Page 69 of Styx & Stones

I glance at the puke sullying the hotel duvet and grab her chemo blankie instead. I place it over her and throw on my jeans and shirt. I don’t have time for shoes. Then I yank open the door and shove the desk chair in front of it to hold it in place.

Alaska moans and tries to sit up. “Styx?”

“I’m here, baby. You’re okay. It was just a seizure.”

“My head hurts.”

“I know,” I say.

“Styx, you need to make sure she stays still,” the woman on the phone says. I was so caught up in Stones, I completely forgot she was still there. “Don’t let her get up until the paramedics arrive.”

“Okay.” I meet Stones’ wide-eyed gaze and cup her cheek. “Don’t move.”

“Paramedics?” Alaska lifts her head, but quickly lowers it again. “Who are you talking to?”

“Just lie still, babe. The paramedics will be here—”
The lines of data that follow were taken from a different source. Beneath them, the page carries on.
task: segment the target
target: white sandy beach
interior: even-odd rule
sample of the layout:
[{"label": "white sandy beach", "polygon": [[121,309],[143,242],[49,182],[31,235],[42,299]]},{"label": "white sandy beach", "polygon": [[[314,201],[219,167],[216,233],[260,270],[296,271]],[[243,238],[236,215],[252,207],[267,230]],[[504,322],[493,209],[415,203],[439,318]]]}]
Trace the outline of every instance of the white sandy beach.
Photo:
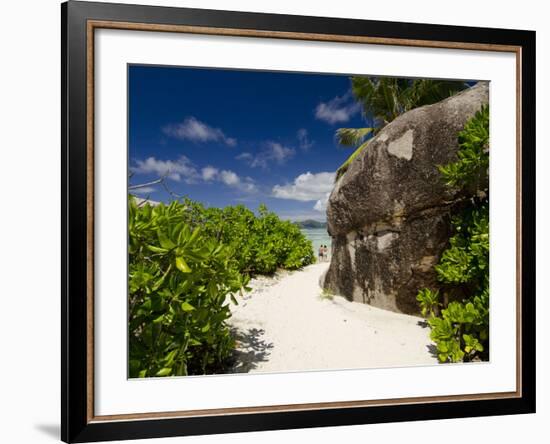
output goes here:
[{"label": "white sandy beach", "polygon": [[422,319],[323,297],[319,278],[328,263],[260,277],[232,305],[234,372],[280,372],[432,365],[429,328]]}]

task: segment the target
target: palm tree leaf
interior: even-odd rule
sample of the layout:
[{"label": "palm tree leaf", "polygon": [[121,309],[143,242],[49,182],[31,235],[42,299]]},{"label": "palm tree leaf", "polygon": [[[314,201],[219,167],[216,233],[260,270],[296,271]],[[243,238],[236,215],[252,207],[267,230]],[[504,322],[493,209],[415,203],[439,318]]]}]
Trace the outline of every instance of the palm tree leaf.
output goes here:
[{"label": "palm tree leaf", "polygon": [[439,102],[465,89],[467,86],[464,82],[453,80],[416,79],[407,91],[410,102],[407,111]]},{"label": "palm tree leaf", "polygon": [[341,145],[357,146],[357,149],[338,168],[336,180],[347,171],[349,165],[367,146],[370,134],[406,111],[439,102],[467,88],[460,81],[430,79],[396,79],[390,77],[352,77],[351,89],[355,99],[363,106],[365,117],[372,119],[373,128],[340,128],[336,138]]},{"label": "palm tree leaf", "polygon": [[340,145],[357,146],[374,131],[374,128],[339,128],[336,130],[336,140]]},{"label": "palm tree leaf", "polygon": [[334,178],[335,182],[338,182],[338,179],[344,175],[344,173],[348,170],[351,162],[353,162],[353,159],[355,159],[359,154],[363,152],[363,150],[367,147],[369,144],[370,139],[366,142],[363,142],[359,147],[351,153],[351,155],[346,159],[346,161],[340,165],[340,167],[336,170],[336,177]]}]

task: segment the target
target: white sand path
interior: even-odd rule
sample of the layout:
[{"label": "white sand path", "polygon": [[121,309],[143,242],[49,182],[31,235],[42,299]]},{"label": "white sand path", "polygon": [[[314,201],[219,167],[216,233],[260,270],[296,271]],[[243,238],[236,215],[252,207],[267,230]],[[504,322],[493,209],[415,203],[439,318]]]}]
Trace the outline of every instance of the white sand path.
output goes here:
[{"label": "white sand path", "polygon": [[252,281],[232,305],[234,372],[433,365],[422,319],[322,296],[327,263]]}]

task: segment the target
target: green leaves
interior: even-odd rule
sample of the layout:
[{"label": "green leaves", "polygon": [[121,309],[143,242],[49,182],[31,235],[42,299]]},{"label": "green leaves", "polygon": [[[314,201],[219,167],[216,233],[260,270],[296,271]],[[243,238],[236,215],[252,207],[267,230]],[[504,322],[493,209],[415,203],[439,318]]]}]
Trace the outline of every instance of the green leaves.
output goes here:
[{"label": "green leaves", "polygon": [[185,262],[181,256],[176,258],[176,267],[182,273],[191,273],[192,271],[191,268],[189,268],[189,265],[187,265],[187,262]]},{"label": "green leaves", "polygon": [[195,307],[193,307],[189,302],[182,302],[181,303],[181,309],[185,312],[193,311]]},{"label": "green leaves", "polygon": [[428,320],[428,324],[432,328],[430,337],[435,342],[449,341],[456,335],[456,326],[446,318],[432,318]]},{"label": "green leaves", "polygon": [[172,373],[172,369],[169,368],[169,367],[164,367],[164,368],[161,368],[156,374],[155,376],[168,376]]},{"label": "green leaves", "polygon": [[336,177],[334,178],[335,182],[337,182],[338,179],[340,179],[340,177],[344,175],[344,173],[348,170],[351,162],[353,162],[353,159],[355,159],[359,154],[363,152],[363,150],[368,146],[369,142],[370,139],[359,145],[359,147],[351,154],[351,156],[349,156],[346,161],[338,167],[338,169],[336,170]]},{"label": "green leaves", "polygon": [[376,128],[340,128],[336,130],[336,140],[340,145],[355,147],[355,150],[346,161],[336,170],[335,181],[348,170],[351,162],[355,159],[369,144],[369,136],[374,134]]},{"label": "green leaves", "polygon": [[171,250],[176,246],[174,242],[172,242],[166,234],[164,234],[161,230],[157,230],[157,236],[160,243],[160,246],[165,250]]},{"label": "green leaves", "polygon": [[129,217],[130,377],[216,371],[233,349],[225,299],[248,282],[238,262],[185,204],[130,199]]},{"label": "green leaves", "polygon": [[222,248],[230,251],[245,274],[270,274],[279,267],[297,269],[315,260],[311,242],[299,227],[282,221],[265,205],[260,205],[257,214],[242,205],[204,208],[193,202],[190,208],[190,217],[222,243],[213,245],[210,254],[223,254]]},{"label": "green leaves", "polygon": [[437,357],[441,362],[462,362],[464,360],[464,352],[460,348],[460,342],[456,339],[438,342],[437,351]]},{"label": "green leaves", "polygon": [[438,280],[466,284],[483,280],[489,267],[489,205],[469,208],[453,220],[455,235],[435,266]]},{"label": "green leaves", "polygon": [[428,315],[429,317],[434,317],[436,311],[441,306],[439,302],[439,291],[432,291],[429,288],[420,290],[416,296],[416,300],[420,304],[422,316],[424,317],[428,317]]},{"label": "green leaves", "polygon": [[483,106],[459,133],[458,160],[439,171],[449,186],[475,187],[483,191],[483,178],[489,169],[489,107]]},{"label": "green leaves", "polygon": [[250,275],[314,261],[300,229],[265,206],[256,215],[130,197],[128,217],[131,378],[219,372],[234,349],[229,304]]},{"label": "green leaves", "polygon": [[[431,339],[441,362],[488,359],[489,353],[489,199],[481,190],[489,166],[489,108],[483,107],[459,133],[458,161],[439,167],[448,186],[469,188],[477,197],[452,219],[454,234],[434,267],[437,279],[454,300],[441,310],[429,289],[417,300],[430,316]],[[483,193],[480,193],[483,191]]]},{"label": "green leaves", "polygon": [[168,252],[168,249],[167,249],[167,248],[157,247],[156,245],[147,245],[147,249],[148,249],[149,251],[152,251],[153,253],[164,254],[164,253],[167,253],[167,252]]},{"label": "green leaves", "polygon": [[358,146],[373,131],[374,128],[339,128],[336,130],[336,139],[340,145]]},{"label": "green leaves", "polygon": [[483,345],[479,340],[473,336],[473,335],[462,335],[462,338],[464,339],[464,351],[468,354],[472,354],[474,352],[482,352]]}]

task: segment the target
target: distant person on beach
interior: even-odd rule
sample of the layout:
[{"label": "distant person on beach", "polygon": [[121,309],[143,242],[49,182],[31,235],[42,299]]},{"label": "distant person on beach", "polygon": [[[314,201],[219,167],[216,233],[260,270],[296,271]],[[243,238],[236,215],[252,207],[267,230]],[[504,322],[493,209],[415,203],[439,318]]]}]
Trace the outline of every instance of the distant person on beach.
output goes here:
[{"label": "distant person on beach", "polygon": [[326,245],[323,245],[323,258],[328,261],[328,247]]},{"label": "distant person on beach", "polygon": [[324,252],[324,249],[323,249],[323,246],[321,245],[319,247],[319,262],[323,262],[323,252]]}]

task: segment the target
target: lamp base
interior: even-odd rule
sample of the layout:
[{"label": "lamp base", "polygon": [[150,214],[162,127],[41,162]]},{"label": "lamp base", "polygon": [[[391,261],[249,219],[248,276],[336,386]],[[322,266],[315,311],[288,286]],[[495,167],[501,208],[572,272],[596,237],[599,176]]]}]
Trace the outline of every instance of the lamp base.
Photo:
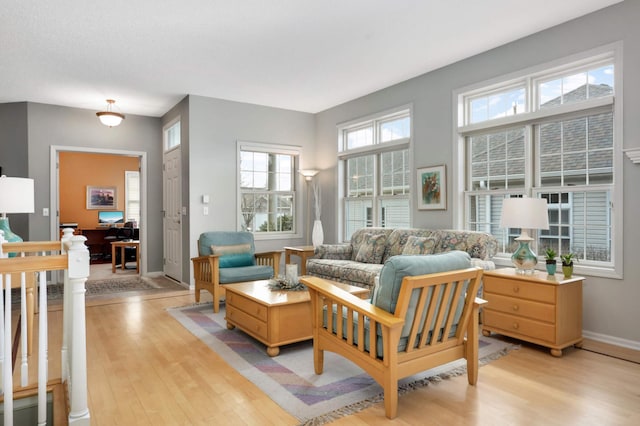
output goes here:
[{"label": "lamp base", "polygon": [[511,255],[511,262],[516,267],[516,273],[521,275],[531,275],[538,264],[538,256],[529,247],[529,242],[533,238],[518,237],[516,241],[520,243],[518,249]]},{"label": "lamp base", "polygon": [[[24,241],[20,235],[14,234],[9,227],[9,218],[0,217],[0,231],[4,231],[4,240],[8,243],[21,243]],[[9,253],[9,257],[15,257],[15,253]]]}]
Her eyes close, her face contorts, and the scream that comes from her mouth is bloodcurdling.

“Stones?”

Her cries become a strangled sob and her body jerks and thrashes on the mattress. “Shit, Stones. Baby stay with me.”

Fuck.

This is all my fault. I never should have brought her here. I took her away from her doctors, from her family, and if she dies, it’s all on me.

All my fault.

***

The wait at the hospitalis torture. I’m left in the waiting room, and no one will tell me what’s going on. I’m not immediate family, and because there’s a missing-persons report in place, they won’t let me see her until her family arrives.

After thinking about making a break for it into the ER, I pace back and forth in the overcrowded room. I call my mom and tell her where I am. She yells.A lot. But her and dad are on a flight along with Alaska’s parents within the hour. At some point, a cop comes to talk to me. The words “kidnapping”, “underage,” and “of consent” are thrown around.

A lot.

I’m eighteen now. I could be tried as an adult.

For kidnapping my girlfriend and taking her to Disneyland?

When I say as much, he warns me that he has no problem taking me down to the station in handcuffs, but I don’t care what happens to me. My cancer will likely kill me before they can even get a court date, so it seems like I have nothing to worry about anyway. He doesn’t arrest me. And I go back to waiting.

Three hours after I called my mom, our parents race into the ER waiting room.

Alaska’s mom rushes to the nurse’s station.

“Mrs. Stone. I’m really sorry,” I say, but Mr. Stone shoots me a glare so vicious and full of repugnance that I take a step back. My mom and dad wrap me in a hug, squeezing me so tight I can’t breathe.

“I’m sorry. I’m sorry. I’m so fucking sorry,” I whisper, to them, to Alaska, to her parents.

“Shh,” Mom soothes. “It’s okay.”

“I fucked up, Mom. I coulda got her killed. She was fine. We were fine, and then I woke up, and she just started seizing.”

“It’s okay, honey. You called the paramedics and did the right thing. Did they check you over?”

I pull away and stare at her. “No. Why would they? I’m fine.”